◇礼状を、2.3書いて、J堂に出かける。老眼で岩波文庫版の文字がきつくなってきたので、集英社文庫の漱石コレクションの『行人』と『道草』を求める。『彼岸過迄』が読みやすかったので、後期作を揃えてみた。
新潮文庫が文字はいちばん見やすいのだが、今回は敬遠することに。
◇さて、『彼岸過迄』は、よかった。大人の小説やないですか、という感じ。
須永は、父の不倫の子であるというのに、須永の母が千代子との婚姻にこだわる理由がわかりにくい。縁をつないでおきたいということなのか。
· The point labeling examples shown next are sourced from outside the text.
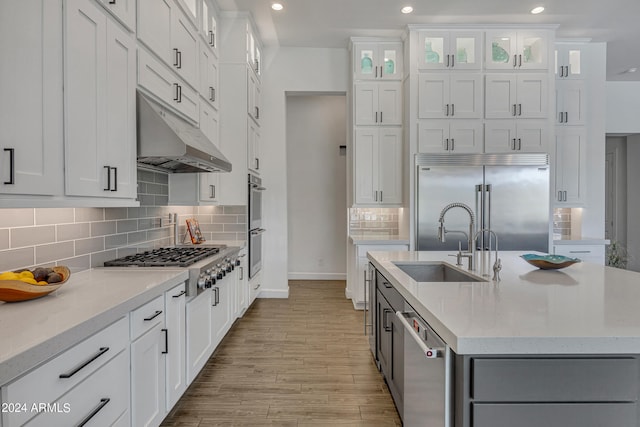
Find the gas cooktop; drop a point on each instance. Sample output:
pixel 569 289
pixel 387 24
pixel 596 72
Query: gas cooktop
pixel 166 257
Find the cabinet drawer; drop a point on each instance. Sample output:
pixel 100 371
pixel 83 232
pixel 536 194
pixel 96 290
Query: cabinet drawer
pixel 101 400
pixel 554 415
pixel 44 384
pixel 555 380
pixel 146 317
pixel 363 249
pixel 389 292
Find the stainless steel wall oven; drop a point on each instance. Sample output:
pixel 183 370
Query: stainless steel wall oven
pixel 255 224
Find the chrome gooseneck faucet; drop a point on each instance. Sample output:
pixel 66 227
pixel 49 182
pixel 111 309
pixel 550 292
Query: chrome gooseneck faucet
pixel 442 231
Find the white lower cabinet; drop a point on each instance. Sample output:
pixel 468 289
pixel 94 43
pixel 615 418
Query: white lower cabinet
pixel 87 372
pixel 148 375
pixel 356 286
pixel 199 344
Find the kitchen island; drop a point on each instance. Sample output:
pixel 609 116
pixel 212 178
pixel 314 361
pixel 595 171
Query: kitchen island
pixel 538 347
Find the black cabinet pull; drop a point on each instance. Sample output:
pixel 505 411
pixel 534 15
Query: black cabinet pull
pixel 97 409
pixel 385 312
pixel 108 168
pixel 153 316
pixel 78 368
pixel 12 166
pixel 115 179
pixel 166 341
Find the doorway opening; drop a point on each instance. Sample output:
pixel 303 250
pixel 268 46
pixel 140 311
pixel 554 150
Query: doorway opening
pixel 316 185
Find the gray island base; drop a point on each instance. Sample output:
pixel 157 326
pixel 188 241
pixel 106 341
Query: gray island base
pixel 538 348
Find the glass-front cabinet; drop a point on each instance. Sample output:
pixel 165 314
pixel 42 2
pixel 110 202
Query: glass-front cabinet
pixel 517 50
pixel 568 61
pixel 457 50
pixel 381 60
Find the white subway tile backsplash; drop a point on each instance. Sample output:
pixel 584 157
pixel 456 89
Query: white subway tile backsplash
pixel 16 218
pixel 54 252
pixel 31 236
pixel 73 231
pixel 54 216
pixel 82 238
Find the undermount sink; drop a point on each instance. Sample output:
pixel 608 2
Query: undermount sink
pixel 435 272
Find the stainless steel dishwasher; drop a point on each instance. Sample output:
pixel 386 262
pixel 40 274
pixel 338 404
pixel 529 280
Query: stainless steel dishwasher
pixel 427 374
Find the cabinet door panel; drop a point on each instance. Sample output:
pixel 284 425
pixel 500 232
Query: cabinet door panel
pixel 500 96
pixel 390 166
pixel 85 92
pixel 466 136
pixel 390 103
pixel 433 136
pixel 366 104
pixel 366 166
pixel 154 26
pixel 121 110
pixel 466 96
pixel 532 92
pixel 185 40
pixel 31 115
pixel 433 95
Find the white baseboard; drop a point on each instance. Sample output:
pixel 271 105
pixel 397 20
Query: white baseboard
pixel 270 293
pixel 317 276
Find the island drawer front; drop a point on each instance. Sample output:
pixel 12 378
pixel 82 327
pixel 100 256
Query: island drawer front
pixel 390 293
pixel 554 379
pixel 554 415
pixel 43 384
pixel 146 317
pixel 105 395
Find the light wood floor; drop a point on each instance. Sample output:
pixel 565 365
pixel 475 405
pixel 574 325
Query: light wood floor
pixel 301 361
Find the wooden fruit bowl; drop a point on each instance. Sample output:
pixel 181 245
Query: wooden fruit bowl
pixel 15 290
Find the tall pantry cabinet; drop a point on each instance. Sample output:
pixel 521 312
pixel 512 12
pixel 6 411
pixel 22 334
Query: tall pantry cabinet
pixel 377 116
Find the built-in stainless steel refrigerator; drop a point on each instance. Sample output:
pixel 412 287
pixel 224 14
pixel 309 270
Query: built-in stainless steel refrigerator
pixel 508 193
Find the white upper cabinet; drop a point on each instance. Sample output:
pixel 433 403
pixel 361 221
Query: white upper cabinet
pixel 378 166
pixel 209 25
pixel 450 136
pixel 377 60
pixel 378 103
pixel 516 96
pixel 517 50
pixel 31 76
pixel 448 95
pixel 569 60
pixel 171 35
pixel 571 102
pixel 208 76
pixel 123 10
pixel 449 50
pixel 100 110
pixel 513 136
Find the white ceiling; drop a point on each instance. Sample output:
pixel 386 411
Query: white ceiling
pixel 330 23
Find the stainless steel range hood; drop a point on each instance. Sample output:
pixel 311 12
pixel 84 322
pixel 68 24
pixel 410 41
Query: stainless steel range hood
pixel 169 143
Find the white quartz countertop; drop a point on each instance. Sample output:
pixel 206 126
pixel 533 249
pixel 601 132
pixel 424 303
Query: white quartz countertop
pixel 34 331
pixel 378 239
pixel 582 309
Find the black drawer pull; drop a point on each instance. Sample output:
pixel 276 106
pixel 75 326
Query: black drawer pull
pixel 78 368
pixel 12 167
pixel 153 316
pixel 93 413
pixel 166 341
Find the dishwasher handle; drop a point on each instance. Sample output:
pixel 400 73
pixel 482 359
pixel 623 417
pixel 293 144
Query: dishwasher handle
pixel 429 353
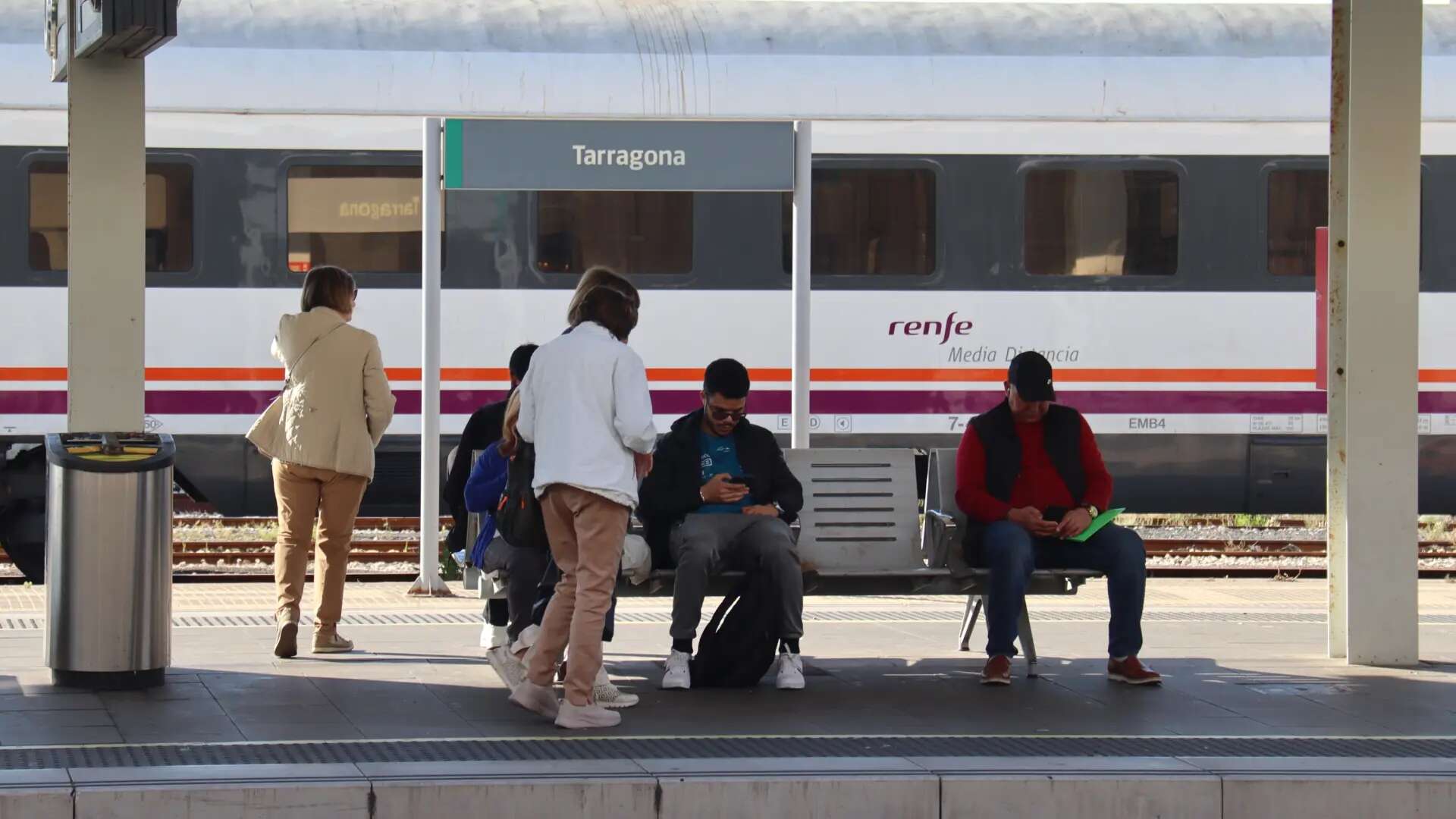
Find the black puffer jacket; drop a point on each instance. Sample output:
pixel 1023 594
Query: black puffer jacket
pixel 673 490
イメージを取り出すなら、森本の持ち物である、蛇頭の竹ステッキだろう。アールヌーヴォーであるかどうか調べてみよう。ウィーン分離派などにありそうだが。ミュシャの宝石デザインで、蛇があった。
◇芸術新潮が長谷川町子特集。束芋が出ているが、女性姉妹の1人。美しい人である。
◇J堂のレジは今日は行列ができている。佐伯泰英はすごく売れている。
◇本を整理しながら、少しずつ読むと、読書傾向が広がっておもしろい。ただ、本筋の仕事が滞るのだが。
小林信彦の『回想の江戸川乱歩』を見ていると、64歳の乱歩には、小林側の若い感覚がなかなかわかってもらえない、という記述が繰り返されている。わたしが、若い世代と仕事すると、同じように思われることもあるのか、と思う。あるところで、木内昇の、母が上京してくる短編がよいと推薦したら、推したのはわたしだけであったりする。
〔付記.2016.9.12〕少し説明しておくと、木内の作品は、「てのひら」という短編で、新潮文庫の『日本文学100年の名作 第10巻 バタフライ和文タイプ事務所』にも収録されている。わたしは、徳間文庫の年刊アンソロジーで初読、いいと思った。たまにやってきた母親との感情のすれ違いというのは、もはや普遍的なモチーフにならないということなのか。
◇「櫂」という古本屋さんにいってみよう。